Hope you’re all doing okay in week ~something~ of lockdown. During the first few weeks I was intensely aware of time passing and how the virus was changing the world, more recently, as I have begun to get used to these new conditions, I find that I keep track of time passing in a different way. I notice more and more wildflowers coming into blossom, for example, the ever lengthening daylight, and I am slowly losing track of what the calendar says.
Below I share some thoughts about liberation, receiving compassion and making effort, and I also want to share the video of our talk from last Saturday: The Joy of Ordinary Things
During the last few weeks I’ve really been noticing the line between what’s within my power and what is out of my control.
One of the great teachings of Pureland Buddhism is of the liberation of failure. How enlightening it is to discover the limits of our power! There can be a real easing of anxiety as we come to terms with the many things we can’t change in the world. In our inner life, noticing the limits of our power brings us more into relationship with the Buddha, as we realise more and more deeply that we can’t liberate ourselves by lifting ourselves by our own bootstraps*.
The Buddha once spoke about the right way of holding a snake: take it by the head and you can use the venom for medicine, take it by the tail and it can bite you. He said the same is true of spiritual teachings: we can use them wisely, or we can use them to support and feed delusion.
When we hear about the limits of our power we might think that we don’t need to do anything, and fall into sloth, torpor and down that is the road of delusion (and of depression).
It is a great teaching, and a great correction to the idea that it is our own power that takes us from the shore of delusion to the shore of enlightenment, and it is not the whole story.
In Rev. Koshin Schomberg’s commentary on Roshi Jiyu Kennett’s How to Grow a Lotus Blossom he suggests that there are two boats that carry us across from one shore to the other.
One is the boat of compassion. This is the compassion that is offered to us from the Buddha, the light of loving kindness that inspires us, that accepts us and loves us just as we are.

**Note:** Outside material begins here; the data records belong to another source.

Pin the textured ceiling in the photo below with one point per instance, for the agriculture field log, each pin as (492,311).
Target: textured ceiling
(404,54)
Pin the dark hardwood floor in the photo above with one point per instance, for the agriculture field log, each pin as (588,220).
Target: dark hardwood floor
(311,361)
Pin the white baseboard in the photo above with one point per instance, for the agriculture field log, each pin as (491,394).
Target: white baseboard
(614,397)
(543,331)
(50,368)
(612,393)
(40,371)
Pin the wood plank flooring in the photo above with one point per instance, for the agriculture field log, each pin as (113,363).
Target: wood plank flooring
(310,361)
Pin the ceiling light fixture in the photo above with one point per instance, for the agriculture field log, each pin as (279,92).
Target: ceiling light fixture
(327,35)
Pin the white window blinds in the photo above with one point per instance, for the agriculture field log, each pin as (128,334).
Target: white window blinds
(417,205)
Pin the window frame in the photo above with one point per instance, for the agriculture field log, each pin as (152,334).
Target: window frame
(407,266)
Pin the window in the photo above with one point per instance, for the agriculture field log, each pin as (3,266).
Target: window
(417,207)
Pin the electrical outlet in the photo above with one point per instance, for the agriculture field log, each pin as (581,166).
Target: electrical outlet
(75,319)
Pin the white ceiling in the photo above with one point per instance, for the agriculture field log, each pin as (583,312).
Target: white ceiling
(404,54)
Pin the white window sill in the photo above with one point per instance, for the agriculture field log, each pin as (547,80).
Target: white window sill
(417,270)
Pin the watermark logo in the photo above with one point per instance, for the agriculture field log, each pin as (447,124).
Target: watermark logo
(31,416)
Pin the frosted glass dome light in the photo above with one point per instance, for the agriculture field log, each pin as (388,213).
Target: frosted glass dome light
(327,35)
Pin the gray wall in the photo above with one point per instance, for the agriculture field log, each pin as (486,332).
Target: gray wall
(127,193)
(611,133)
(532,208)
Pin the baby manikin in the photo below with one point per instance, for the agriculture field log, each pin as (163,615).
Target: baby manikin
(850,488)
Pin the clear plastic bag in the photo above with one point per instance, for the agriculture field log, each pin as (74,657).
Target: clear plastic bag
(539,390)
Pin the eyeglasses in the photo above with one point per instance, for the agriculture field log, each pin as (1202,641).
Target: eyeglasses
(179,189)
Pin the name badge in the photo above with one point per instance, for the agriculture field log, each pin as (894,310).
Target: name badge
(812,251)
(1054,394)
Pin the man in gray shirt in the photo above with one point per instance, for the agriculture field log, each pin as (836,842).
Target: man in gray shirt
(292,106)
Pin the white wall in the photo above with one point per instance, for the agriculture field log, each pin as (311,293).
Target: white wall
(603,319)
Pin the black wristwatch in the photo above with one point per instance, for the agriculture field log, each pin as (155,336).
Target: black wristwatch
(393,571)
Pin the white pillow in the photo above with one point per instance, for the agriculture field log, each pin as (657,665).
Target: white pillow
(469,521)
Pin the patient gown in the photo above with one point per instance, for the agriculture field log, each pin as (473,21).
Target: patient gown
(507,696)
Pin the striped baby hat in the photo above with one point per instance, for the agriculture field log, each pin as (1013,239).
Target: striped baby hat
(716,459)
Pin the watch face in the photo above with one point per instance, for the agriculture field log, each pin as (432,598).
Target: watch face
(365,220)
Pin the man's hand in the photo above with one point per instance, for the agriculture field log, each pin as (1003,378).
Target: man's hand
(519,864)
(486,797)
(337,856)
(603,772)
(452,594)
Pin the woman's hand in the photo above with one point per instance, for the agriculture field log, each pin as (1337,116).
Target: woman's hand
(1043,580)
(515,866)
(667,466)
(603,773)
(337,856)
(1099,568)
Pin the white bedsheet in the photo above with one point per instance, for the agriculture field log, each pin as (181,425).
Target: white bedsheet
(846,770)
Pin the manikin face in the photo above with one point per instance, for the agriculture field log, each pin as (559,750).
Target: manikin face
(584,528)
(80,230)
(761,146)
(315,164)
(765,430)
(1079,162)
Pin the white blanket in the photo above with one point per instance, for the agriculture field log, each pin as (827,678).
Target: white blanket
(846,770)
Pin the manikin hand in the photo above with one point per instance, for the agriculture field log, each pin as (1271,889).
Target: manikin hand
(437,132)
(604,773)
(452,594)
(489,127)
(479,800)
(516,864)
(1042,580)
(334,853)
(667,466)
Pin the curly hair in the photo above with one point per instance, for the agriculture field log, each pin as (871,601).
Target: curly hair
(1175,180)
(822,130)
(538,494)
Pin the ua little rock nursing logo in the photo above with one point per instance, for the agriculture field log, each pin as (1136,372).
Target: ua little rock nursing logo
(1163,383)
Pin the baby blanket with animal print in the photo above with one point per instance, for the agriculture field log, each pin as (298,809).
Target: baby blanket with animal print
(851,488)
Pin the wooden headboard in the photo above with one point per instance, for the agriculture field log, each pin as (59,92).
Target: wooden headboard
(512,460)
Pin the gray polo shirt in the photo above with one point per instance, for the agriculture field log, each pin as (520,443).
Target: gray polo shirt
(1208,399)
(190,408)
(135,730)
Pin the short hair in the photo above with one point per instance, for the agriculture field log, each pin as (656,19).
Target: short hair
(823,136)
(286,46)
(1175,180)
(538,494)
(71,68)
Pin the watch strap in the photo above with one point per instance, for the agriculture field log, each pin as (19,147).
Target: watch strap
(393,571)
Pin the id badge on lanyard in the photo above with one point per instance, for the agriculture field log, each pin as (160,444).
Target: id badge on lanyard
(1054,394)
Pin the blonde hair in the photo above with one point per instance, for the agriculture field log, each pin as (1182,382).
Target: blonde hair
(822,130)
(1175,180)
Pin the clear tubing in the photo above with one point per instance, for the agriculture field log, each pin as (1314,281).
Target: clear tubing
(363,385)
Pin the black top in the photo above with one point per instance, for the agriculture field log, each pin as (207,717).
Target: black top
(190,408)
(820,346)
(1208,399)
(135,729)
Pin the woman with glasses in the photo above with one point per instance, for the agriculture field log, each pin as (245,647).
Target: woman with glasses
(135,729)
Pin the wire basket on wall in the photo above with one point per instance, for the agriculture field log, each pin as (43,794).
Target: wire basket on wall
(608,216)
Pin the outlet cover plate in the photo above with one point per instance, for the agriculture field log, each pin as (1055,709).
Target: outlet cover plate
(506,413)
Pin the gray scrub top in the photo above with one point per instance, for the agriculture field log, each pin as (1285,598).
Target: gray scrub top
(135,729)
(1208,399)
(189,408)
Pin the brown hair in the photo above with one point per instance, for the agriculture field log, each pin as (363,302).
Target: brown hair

The second boat he calls the boat of training. This is the boat of attending to the precepts, of engaging in spiritual practice and so on. Dogen might say it is the boat of playing our part.
If we only notice the boat of training we can fall into grandiosity.
Mature spiritual training appreciates both boats. Each boat supports our liberation from selfishness and supports us to become more loving.
The Buddha supports us and lifts us up, and invites us to join in with the great dance of enlightenment. How do we join in? By responding appropriately to whatever life is presenting us.